For a Multi-arm Bandits set-up, does the Signal to Noise Ratio have any meaning there?

Question

Suppose that we have a Multi-arm Bandit set-up with $K = 5$ bandits. Each bandit has a reward distribution of:

$$ X_i \sim Bern(p_i), \ \ \ i \in \{1, \ldots, 5\} $$

In literature about MABs, authors speak of a signal-to-noise ratio. I was wondering if there was a way to characterize the set-up in terms of a signal-to-noise ratio and what it might mean? Thanks!

Ben · Accepted Answer · 2018-04-18T06:27:33.263

The strategic trade-off in multi-arm bandit problems: In multi-arm bandit problems the gambler plays one "bandit" each round and attempts to maximise his total expected return over a given number of rounds.
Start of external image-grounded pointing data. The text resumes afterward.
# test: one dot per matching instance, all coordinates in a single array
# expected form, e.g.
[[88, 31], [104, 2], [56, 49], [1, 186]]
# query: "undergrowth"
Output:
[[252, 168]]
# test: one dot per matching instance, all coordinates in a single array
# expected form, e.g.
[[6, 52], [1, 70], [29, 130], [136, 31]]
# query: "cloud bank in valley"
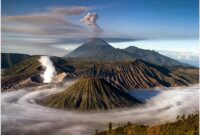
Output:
[[21, 114]]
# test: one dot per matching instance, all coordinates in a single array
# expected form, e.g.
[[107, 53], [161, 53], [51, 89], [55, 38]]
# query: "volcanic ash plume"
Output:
[[90, 19], [49, 69]]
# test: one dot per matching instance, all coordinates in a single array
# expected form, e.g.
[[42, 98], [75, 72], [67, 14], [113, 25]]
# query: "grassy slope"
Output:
[[183, 126], [90, 94]]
In each round of play (except the last), this involves a strategic trade-off by the gambler between two objectives:

Immediate rewards: In each round he would like to choose a distribution that gives him a high expected reward on this round, which entails a preference for distributions he (presently) infers to have a high mean reward;
Future rewards (affected by information gain): On the other hand, he wants to refine his knowledge of the true expected rewards by gaining more information on the distributions (especially those that he has not played as much as others), so that he can improve his choices in future rounds.

The relative importance of these two things will determine the trade-off, and this relative importance is affected by a number of factors. For example, if there is only a small number of remaining rounds in the problem then inference for future trials is relatively less valuable, whereas if there is a large number of remaining rounds then inference for future rewards is relatively more valuable.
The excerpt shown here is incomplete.